I know that what happens to the American auto industry will affect [insert terrifyingly large number] hard-working, salt of the earth Americans. They shouldn't have to pay the price for decisions made by out of touch unions and corporate hierarchy. For that, my heart aches. But Americans will still buy cars, that they will drive, that need to be fixed and washed and fueled. So why do the augurs of Detroit's decline and fall predict millions of affected American workers? I get it, there's local businesses like restaurants, grocery stores, etc. But take a drive through the midwest sometime. There's LOTS of towns that just disappeared because jobs moved away, folks wanted their kids to get a good education (since where they were living had little to no property value) and TIMES CHANGED! Technology has improved and to support an American institution that would rather howl and throw rocks at the moon (and ask for more rocks, please) than adapt is an outrage.

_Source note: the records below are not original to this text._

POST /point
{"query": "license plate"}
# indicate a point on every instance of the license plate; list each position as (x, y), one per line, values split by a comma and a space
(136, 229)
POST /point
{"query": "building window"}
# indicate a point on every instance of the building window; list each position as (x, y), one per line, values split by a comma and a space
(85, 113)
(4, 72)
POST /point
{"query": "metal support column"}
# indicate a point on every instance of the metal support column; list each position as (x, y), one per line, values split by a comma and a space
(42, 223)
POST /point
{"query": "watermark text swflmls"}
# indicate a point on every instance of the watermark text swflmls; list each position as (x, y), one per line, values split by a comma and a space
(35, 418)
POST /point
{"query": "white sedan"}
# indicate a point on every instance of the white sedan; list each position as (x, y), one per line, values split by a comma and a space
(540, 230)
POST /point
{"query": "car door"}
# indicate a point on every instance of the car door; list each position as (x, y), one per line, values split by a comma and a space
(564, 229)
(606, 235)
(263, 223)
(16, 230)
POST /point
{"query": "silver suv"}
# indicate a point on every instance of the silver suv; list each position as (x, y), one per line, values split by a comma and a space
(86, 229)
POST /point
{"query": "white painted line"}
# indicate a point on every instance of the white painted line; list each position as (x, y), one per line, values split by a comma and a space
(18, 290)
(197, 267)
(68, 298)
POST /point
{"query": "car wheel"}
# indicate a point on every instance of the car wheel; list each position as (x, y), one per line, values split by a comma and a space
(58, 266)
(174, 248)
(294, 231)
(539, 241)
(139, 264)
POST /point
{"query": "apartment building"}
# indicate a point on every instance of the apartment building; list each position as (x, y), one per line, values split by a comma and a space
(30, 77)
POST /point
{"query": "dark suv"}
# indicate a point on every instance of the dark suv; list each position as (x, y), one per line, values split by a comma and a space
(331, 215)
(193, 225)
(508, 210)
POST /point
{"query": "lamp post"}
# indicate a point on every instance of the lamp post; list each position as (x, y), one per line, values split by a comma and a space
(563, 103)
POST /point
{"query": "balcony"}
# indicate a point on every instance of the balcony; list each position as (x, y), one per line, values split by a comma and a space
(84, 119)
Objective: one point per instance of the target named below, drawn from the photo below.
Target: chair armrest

Perhaps, if ANOTHER outrageous bail-out of the auto makers is passed (they've had several), we should all contact our congresswomen and men to raise Hades about where that money goes. It should NOT line the pockets of lobbying groups any more than it should provide a gentle glide to safe ground via golden parachute for incompetent CEOs who have stood by and WATCHED while Detroit fell. (Perhaps, think of them as Nero.)

I am so sick of seeing Sarah Palin on the TV (muting, covering of the ears, resisting the urge to stab self in the eye). Why isn't the news media doing ANYthing other than talking about politicians? The election is over. Democracy cut off one of the Hydras heads. Sadly many more have grown in its place. One them I affectionately call "Sarah" (for sentimental reasons).

So while many of us are trying to keep our togas on our backs, think fondly of our Washington lobbyists (for if we bail them out, we own them too), participating in an orgy of excess and greed with corporate CEOs and crooked politicians with Bacchanalian abandon. Saluté!

*Check the June 2008 Supreme Court ruling in the Exxon Valdez trial that affected thousands of Alaskan tax payers, Gov. Palin.

**Latin for sweet desert or pies.


skyewriter November 12, 2008 at 9:30 PM  

I think I fixed the problem with the comments section: we'll see.